She said: "Members were very unsure about who or where to go to, hence the reliance on word of mouth and the susceptibility to introducers.
"Letters could have been developed (and tested) in advance to send to those requesting a transfer, alerting them to the risks and telling them where to get help.
"It would have been helpful if the trustees had compiled a list of advisers willing and able to take on pensions transfer advice for the BSPS members.
"Instead, members were referred to Unbiased or the FCA website. The former is not unbiased and the latter is not easy to use, nor does it make clear if the particular firm of advisers deal with DB transfers.
"It also includes advisers under investigation. The trade unions would have liked to recommend specific advisers but were advised that they would be crossing the line into advice."
Royal London’s director of policy Steve Webb, a former pensions minister, said BSPS members were "right to feel let down".
Mr Webb said: "The trustees of the pension scheme failed to make sure that workers had access to high quality impartial advice when making decisions about their pensions. And regulators were slow to act when it became clear that things were going wrong.
"Workers had a right to expect that people who understand the complexities of pensions would have used their expertise to help them make the right decisions, yet those who were in a position to act let them down."
Jon Greer, head of retirement policy at Quilter, said: "Hindsight is twenty-twenty as the saying goes. Indeed the recommendations from the Rookes review on the handling of the British Steel Pension Scheme are so sensible, such as trustees providing a panel of trusted advisers and having clear and effective communication, that it is somewhat worrying that they weren’t implemented at the time.
"However, the possibility of a deluge of requests coupled with unregulated individuals targeting vulnerable people probably did not cross the minds of the well intentioned trustees at the time as they were navigating in unchartered territory.

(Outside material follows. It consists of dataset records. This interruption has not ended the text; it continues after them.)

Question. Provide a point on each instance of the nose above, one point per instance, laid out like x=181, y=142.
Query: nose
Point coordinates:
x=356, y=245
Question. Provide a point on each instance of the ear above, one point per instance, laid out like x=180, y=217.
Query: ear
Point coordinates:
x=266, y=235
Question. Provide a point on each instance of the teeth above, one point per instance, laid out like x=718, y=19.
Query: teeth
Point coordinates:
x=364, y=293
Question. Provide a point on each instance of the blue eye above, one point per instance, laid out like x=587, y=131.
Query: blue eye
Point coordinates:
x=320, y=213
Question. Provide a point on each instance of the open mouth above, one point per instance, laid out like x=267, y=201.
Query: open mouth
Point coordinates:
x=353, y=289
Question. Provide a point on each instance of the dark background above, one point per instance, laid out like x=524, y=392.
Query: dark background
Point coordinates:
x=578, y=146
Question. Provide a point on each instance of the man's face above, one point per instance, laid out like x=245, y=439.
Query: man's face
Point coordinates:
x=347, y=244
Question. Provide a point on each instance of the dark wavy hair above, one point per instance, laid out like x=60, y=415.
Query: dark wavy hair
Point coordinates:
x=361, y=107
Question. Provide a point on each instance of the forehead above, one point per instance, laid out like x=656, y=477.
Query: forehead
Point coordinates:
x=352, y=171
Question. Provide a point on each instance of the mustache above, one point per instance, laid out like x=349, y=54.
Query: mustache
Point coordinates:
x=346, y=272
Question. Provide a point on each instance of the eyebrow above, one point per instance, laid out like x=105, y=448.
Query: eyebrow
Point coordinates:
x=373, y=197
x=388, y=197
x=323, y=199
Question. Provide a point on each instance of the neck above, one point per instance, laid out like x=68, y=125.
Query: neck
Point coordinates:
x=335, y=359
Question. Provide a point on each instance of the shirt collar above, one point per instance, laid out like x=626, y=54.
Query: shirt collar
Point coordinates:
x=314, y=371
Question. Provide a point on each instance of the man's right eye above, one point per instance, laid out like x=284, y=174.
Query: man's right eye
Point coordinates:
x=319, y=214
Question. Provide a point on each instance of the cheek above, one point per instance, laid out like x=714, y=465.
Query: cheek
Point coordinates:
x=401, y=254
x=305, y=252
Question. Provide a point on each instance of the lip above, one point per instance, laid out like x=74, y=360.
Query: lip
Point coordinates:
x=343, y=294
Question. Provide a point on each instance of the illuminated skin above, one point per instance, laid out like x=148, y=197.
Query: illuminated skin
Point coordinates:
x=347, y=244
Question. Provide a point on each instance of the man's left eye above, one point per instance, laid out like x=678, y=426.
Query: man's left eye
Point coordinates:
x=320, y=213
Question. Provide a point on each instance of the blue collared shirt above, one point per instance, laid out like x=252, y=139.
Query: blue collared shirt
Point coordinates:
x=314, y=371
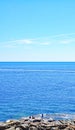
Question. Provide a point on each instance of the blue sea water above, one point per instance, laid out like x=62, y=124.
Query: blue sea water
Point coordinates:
x=30, y=88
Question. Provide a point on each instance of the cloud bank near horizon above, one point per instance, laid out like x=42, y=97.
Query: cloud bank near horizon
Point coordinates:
x=64, y=39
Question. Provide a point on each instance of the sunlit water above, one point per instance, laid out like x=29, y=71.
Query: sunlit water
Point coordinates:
x=32, y=88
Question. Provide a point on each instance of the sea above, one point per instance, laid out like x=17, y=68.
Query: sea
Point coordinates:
x=32, y=88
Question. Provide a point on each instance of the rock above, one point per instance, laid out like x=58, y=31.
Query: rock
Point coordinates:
x=37, y=120
x=24, y=126
x=3, y=126
x=18, y=128
x=33, y=128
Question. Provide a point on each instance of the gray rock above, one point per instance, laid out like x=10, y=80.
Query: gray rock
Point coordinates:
x=18, y=128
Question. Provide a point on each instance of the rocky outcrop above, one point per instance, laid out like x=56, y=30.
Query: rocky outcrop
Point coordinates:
x=32, y=123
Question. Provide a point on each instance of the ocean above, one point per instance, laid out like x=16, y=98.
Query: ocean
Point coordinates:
x=30, y=88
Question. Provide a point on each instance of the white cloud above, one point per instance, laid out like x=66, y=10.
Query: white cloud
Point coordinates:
x=53, y=39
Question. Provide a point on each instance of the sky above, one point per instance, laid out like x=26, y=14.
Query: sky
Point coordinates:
x=37, y=30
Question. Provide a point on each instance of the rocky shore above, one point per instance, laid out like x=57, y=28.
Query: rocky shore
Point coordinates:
x=37, y=123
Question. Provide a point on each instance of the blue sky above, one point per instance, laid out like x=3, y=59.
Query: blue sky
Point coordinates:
x=37, y=30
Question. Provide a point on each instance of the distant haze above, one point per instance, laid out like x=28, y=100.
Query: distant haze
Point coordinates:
x=37, y=30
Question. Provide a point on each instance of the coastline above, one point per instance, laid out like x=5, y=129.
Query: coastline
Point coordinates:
x=38, y=123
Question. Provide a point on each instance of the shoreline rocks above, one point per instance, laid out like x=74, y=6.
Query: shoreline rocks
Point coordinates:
x=35, y=123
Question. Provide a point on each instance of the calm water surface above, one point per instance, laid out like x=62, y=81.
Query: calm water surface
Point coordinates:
x=31, y=88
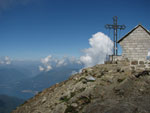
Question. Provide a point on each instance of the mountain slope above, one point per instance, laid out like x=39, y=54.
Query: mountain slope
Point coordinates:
x=7, y=103
x=107, y=88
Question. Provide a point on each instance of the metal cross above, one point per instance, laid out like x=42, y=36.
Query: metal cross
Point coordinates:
x=115, y=27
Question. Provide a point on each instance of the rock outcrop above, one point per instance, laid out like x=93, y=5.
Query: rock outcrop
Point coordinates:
x=112, y=87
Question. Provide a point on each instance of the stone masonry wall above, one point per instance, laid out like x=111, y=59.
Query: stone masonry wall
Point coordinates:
x=135, y=46
x=139, y=64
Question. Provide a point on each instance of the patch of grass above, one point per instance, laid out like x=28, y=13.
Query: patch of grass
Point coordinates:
x=64, y=99
x=70, y=109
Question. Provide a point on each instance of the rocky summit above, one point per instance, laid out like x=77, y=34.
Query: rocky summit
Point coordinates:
x=113, y=87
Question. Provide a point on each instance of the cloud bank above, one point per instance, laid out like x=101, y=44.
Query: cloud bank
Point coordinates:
x=6, y=60
x=50, y=62
x=101, y=46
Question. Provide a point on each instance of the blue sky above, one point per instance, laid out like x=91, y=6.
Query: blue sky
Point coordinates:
x=31, y=29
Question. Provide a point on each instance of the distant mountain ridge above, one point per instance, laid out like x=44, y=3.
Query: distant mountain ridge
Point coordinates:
x=107, y=88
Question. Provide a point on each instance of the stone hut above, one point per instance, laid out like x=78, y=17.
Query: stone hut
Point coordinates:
x=136, y=44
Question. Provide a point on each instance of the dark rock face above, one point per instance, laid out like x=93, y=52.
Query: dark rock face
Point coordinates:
x=114, y=88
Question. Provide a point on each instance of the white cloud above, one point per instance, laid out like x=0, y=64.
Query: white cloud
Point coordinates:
x=61, y=62
x=46, y=60
x=7, y=60
x=41, y=68
x=101, y=45
x=50, y=62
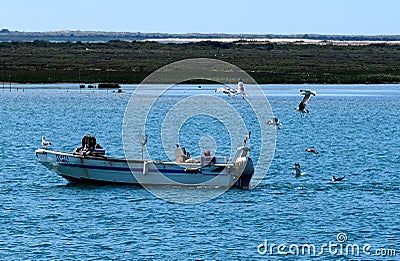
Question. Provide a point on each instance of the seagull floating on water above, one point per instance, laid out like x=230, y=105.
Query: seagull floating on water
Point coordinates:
x=312, y=150
x=334, y=179
x=232, y=92
x=45, y=143
x=302, y=105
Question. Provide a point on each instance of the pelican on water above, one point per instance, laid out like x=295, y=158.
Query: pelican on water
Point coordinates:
x=297, y=171
x=233, y=92
x=302, y=105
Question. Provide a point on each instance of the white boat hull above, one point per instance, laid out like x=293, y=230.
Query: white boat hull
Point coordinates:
x=93, y=169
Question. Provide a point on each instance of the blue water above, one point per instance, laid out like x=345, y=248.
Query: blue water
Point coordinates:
x=355, y=128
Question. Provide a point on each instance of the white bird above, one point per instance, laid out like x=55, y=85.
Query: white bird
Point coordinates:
x=302, y=105
x=233, y=92
x=45, y=143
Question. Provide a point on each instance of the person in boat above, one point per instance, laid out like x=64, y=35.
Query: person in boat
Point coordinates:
x=297, y=171
x=207, y=159
x=90, y=147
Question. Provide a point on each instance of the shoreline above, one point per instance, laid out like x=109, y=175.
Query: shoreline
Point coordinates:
x=131, y=62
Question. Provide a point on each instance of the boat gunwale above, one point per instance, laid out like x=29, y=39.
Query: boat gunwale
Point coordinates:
x=107, y=158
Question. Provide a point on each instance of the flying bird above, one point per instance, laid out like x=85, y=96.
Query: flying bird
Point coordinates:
x=45, y=143
x=334, y=179
x=233, y=92
x=302, y=105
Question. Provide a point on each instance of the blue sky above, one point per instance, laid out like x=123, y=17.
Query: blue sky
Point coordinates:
x=205, y=16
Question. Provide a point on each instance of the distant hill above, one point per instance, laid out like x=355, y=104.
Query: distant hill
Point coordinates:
x=96, y=36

"What is important is to take the lessons from the scenario and ensure these common sense solutions are implemented. It might not be long until there is another deluge of employees considering [their] pension rights."
Among the recommendations for regulators, Ms Rookes suggested that TPR and the DWP discussed whether there was scope for legislation to "simplify the choices in the event of a restructuring".
She also recommended TPR and the FCA explored a new power for TPR to consider the preparedness of a scheme to handle the member consultation exercise in the event of a restructuring and if necessary seek to delay or stop the member consultation.